By GENARO C. ARMAS,
MADISON, Wis. — In a stadium full of fans wearing red, the visiting team dressed in white looked right at home laughing and bouncing up and down on the field.
Penn State frolicked to “Jump Around” in between the third and fourth quarters before fending off Wisconsin’s rally to ride off into a rosy offseason with a 31-24 upset victory Saturday.
“Everyone remembers the last game,” linebacker Mike Hull said. “It’s an emotional win and it sets the stage for the future, and it shows that no matter what, we’re not going to quit. We’re just going to keep building.”
In coach Bill O’Brien’s two seasons in Happy Valley, the Nittany Lions (7-5, 4-4 Big Ten) have shown a knack for bouncing back at moments when it might seem all is lost. Saturday’s victory is emblematic of the program’s resilience. Penn State was coming off a 23-20 loss to Nebraska.
“We’ve said the same thing for two years. I mean, these are the type of kids we have,” O’Brien said. “It was a tough game, but, yeah, our guys practice hard. They love to play.”
Sure helps to have a promising freshman quarterback who only figures to get better under O’Brien’s tutelage. Strong-armed Christian Hackenberg looked poised in throwing for 339 yards and four scores.
Oh, and the team was well aware that it was a 24-point underdog — even though O’Brien earlier in the week had indicated he likely wouldn’t use the news of betting lines as bulletin board material.
“Twenty-four points,” offensive lineman John Urschel said, cutting off a question about whether he knew the spread. “Not saying necessarily it was addressed, but I was aware of it.”
So were his teammates.
“I can tell you flat out that they took offense to the fact that they were 24-point underdogs,” O’Brien said, “and that nobody — even in State College — thought that they could win that game except for the kids in that locker room and the coaches in that locker room. So I think that those kids took it personally.”
Wisconsin (9-3, 6-2) dropped seven spots to No. 21 in the AP Top 25 poll released Sunday. Senior Day turned into a dud. The Nittany Lions stacked the box against the run, so the Badgers tried to throw on Penn State’s vulnerable secondary. It worked to an extent, though quarterback Joel Stave had three interceptions.
He was 29 of 53 for 339 yards with three touchdowns. But Wisconsin is constructed to win games behind its potent 1-2 punch of Melvin Gordon and James White at running back.

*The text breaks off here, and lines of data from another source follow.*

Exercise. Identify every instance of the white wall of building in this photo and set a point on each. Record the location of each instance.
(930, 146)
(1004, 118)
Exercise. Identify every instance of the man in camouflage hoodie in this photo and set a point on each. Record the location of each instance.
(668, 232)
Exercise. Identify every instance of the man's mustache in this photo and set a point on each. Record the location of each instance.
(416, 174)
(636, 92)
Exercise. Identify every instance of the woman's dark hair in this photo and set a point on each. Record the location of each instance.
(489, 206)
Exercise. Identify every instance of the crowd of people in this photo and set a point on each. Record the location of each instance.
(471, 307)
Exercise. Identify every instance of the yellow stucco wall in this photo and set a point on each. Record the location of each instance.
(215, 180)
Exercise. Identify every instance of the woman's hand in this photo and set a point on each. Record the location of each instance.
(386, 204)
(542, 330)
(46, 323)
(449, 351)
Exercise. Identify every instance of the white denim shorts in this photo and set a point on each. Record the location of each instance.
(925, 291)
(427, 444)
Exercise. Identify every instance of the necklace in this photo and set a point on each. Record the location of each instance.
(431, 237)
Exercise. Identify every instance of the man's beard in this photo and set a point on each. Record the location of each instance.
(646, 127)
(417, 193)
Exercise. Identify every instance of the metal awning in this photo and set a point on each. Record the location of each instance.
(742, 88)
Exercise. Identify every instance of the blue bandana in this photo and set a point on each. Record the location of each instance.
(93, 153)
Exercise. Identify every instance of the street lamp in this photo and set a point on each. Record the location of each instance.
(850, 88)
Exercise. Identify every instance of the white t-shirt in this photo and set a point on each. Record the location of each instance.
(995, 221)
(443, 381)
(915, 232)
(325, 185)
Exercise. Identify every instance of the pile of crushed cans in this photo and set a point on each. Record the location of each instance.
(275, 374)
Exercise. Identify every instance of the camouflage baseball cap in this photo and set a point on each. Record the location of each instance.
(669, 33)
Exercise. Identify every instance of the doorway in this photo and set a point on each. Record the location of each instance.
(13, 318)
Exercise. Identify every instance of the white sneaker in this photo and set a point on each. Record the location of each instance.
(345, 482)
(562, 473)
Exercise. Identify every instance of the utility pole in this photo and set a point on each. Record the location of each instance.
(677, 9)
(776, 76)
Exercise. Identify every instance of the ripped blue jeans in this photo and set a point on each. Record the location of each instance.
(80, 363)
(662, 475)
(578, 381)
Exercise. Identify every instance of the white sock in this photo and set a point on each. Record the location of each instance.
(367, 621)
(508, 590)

“That’s not really how we’re built to operate,” Stave said. “But, you know, if that’s how the game’s going, that’s how we have to do it.”
Didn’t work.
Just as surprising was how a senior-laden defense looked ill-prepared for Penn State’s offense. There were mix-ups in substitution packages and coverages much of the afternoon. Linebacker Chris Borland said the Badgers had trouble adjusting to Penn State’s up-tempo scheme.
“But that wasn’t the reason the score was what it was,” he said. “We underperformed. We didn’t execute.”
And just when the defense thought it had come up clutch, the Badgers gave up a 61-yard run to Zach Zwinak on third-and-9 from the 18 with less than 4 minutes left. A stop there would have given Wisconsin much more time to execute a potential game-tying drive.
Hopes for an at-large berth in a Bowl Championship Series game are gone, but at least the Badgers can bounce back with a pending bowl assignment.
Penn State will have to wait until next season to return. NCAA sanctions resulting from the Jerry Sandusky child sexual abuse scandal prevent the program from going to the postseason. The sanctions force O’Brien to field a team that often plays with a little more than 60 recruited scholarship players.
But on a cool, crisp day in Madison, the Nittany Lions once again delivered this statement: Never, ever count out Penn State. Not while O’Brien is around.